Swapping his comical roots for a swing at political campaigning, one name provokes controversy with everything he mentions – Russell Brand. Opinion on this man could not be more divided. Many enjoy his direct and honest tone, whilst others believe his erratic nature to be his downfall. One problem with Brand is that given his previous celebrity spotlight, fixed opinions often overlook his concepts. Despite continuously using words almost as long as his slick hair, we look at the emergence of this this new campaigning role and at what Brand is actually promoting.
Describing his political activism as a new formed “revolution”, he is now fighting for radical change that involves reducing international corporations and even abandoning the idea of the nation state – uh oh. An extract from his new book “The Revolution”, which I’m sure is just the thing you wanted filling your Christmas stocking, reads ‘our ultimate aim is to live in self-governing, fully autonomous, egalitarian communities’. Okay, this statement contains vague ideology, but let’s hear Russell out – what would this specifically mean? He draws on three very broad concepts.

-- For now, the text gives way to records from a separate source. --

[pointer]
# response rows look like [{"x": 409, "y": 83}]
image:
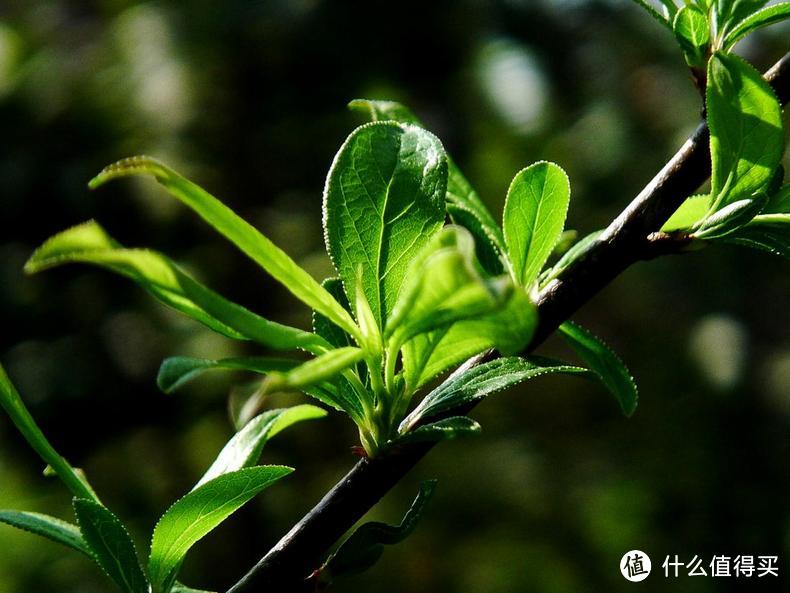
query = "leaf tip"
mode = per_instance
[{"x": 130, "y": 166}]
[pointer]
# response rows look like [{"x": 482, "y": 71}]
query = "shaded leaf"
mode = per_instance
[
  {"x": 761, "y": 18},
  {"x": 384, "y": 198},
  {"x": 534, "y": 217},
  {"x": 746, "y": 135},
  {"x": 111, "y": 545},
  {"x": 366, "y": 545},
  {"x": 242, "y": 234},
  {"x": 769, "y": 233},
  {"x": 693, "y": 34},
  {"x": 20, "y": 416},
  {"x": 199, "y": 512},
  {"x": 442, "y": 430},
  {"x": 51, "y": 528},
  {"x": 690, "y": 212},
  {"x": 605, "y": 363}
]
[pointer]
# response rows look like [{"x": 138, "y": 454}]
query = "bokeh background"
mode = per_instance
[{"x": 248, "y": 98}]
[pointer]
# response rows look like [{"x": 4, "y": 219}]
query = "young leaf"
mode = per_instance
[
  {"x": 366, "y": 545},
  {"x": 508, "y": 329},
  {"x": 199, "y": 512},
  {"x": 731, "y": 217},
  {"x": 571, "y": 256},
  {"x": 384, "y": 198},
  {"x": 180, "y": 588},
  {"x": 89, "y": 243},
  {"x": 769, "y": 233},
  {"x": 464, "y": 205},
  {"x": 443, "y": 286},
  {"x": 746, "y": 136},
  {"x": 179, "y": 370},
  {"x": 20, "y": 416},
  {"x": 50, "y": 527},
  {"x": 692, "y": 211},
  {"x": 779, "y": 203},
  {"x": 442, "y": 430},
  {"x": 244, "y": 449},
  {"x": 242, "y": 234},
  {"x": 693, "y": 34},
  {"x": 762, "y": 18},
  {"x": 315, "y": 371},
  {"x": 473, "y": 384},
  {"x": 605, "y": 363},
  {"x": 111, "y": 545},
  {"x": 654, "y": 13},
  {"x": 535, "y": 210}
]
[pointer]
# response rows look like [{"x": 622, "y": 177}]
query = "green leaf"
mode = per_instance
[
  {"x": 693, "y": 34},
  {"x": 605, "y": 363},
  {"x": 20, "y": 416},
  {"x": 111, "y": 544},
  {"x": 508, "y": 329},
  {"x": 762, "y": 18},
  {"x": 52, "y": 528},
  {"x": 769, "y": 233},
  {"x": 244, "y": 449},
  {"x": 242, "y": 234},
  {"x": 89, "y": 243},
  {"x": 654, "y": 13},
  {"x": 746, "y": 136},
  {"x": 464, "y": 205},
  {"x": 535, "y": 211},
  {"x": 316, "y": 370},
  {"x": 448, "y": 428},
  {"x": 690, "y": 212},
  {"x": 731, "y": 217},
  {"x": 443, "y": 287},
  {"x": 179, "y": 370},
  {"x": 196, "y": 514},
  {"x": 729, "y": 13},
  {"x": 473, "y": 384},
  {"x": 366, "y": 545},
  {"x": 573, "y": 255},
  {"x": 779, "y": 203},
  {"x": 180, "y": 588},
  {"x": 384, "y": 198}
]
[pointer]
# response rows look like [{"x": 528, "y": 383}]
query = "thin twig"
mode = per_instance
[{"x": 633, "y": 236}]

- Rein in the power of big businesses
- Re-localise food and farming
- Prioritise life well-being over profit
His anti-capitalist viewpoint would evidently involve a complete overhaul to the system. It’s not difficult to understand why he has come under scrutiny from the top end of society, as he belligerently bashes capitalism and attempts to distribute their wealth as a means of well-being to all.
His most recent stint on “Question Time” saw him spend most of his time attacking UKIP leader Nigel Farage, rather than answering the questions actually put before him – however, despite his hairy chest being on display for all in the front row, many of his opinions swayed on the side of a slightly more positive reception. Brand stated that despite the economic hardship, the money is available it just isn’t being distributed equally. He drew attention once again to banker bonuses and wide open tax loopholes being legally exploited by big corporations, all at the same time as austerity cuts amongst the poorer population.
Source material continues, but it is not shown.